2. Reinforcement Learning (RL) and Habit Formation

  • Model-Based vs. Model-Free: Goal-directed actions are considered “model-based” (acting on expectations). Habits are “model-free” (acting on past reward history, or “cached values”).
  • Role of Reinforcement: Habits are strengthened when a behavior is consistently rewarded in a specific context.
  • Habit Loop: The process is often broken down into three steps: Cue (perception), Routine (action), and Reward (reinforcement).
  • Resistance to Devaluation: A key feature of habits is that they persist even when the outcome is no longer desirable or valued (reward devaluation).

3. The Mechanism of Habit

  • Basal Ganglia: The striatum, within the basal ganglia, is the brain region that acts as a “learning machine” coordinating action, motivation, and perception of rewards.
  • Automaticity: As actions become repetitive and rewarded, they are offloaded from goal-directed systems (prefrontal cortex) to sensorimotor systems, becoming faster and more automatic.
  • Speed Over Accuracy: Habits are often faster but less flexible than goal-directed behaviors, making them prone to “action slips” (e.g., stopping at a coffee shop on a day off).
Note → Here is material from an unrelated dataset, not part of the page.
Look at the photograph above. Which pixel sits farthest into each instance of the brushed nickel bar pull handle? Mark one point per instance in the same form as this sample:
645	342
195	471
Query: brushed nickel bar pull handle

4. Breaking and Forming Habits

  • Stability and Repetition: Habits form best in stable contexts with repeated actions.
  • Weakening Habits: Breaking habits requires breaking the link between the context and the behavior (e.g., avoiding the trigger) or overriding the habitual response with conscious, goal-directed control.
  • Meta-Awareness: Becoming aware of the habit loop (cue-behavior-reward) can introduce prediction errors that help break the cycle.

5. Cognitive Perspective

  • Habits of Thought: Habits are not only behavioral but can also be mental, such as routines of thinking, which can be formed and broken through the same reinforcement mechanisms.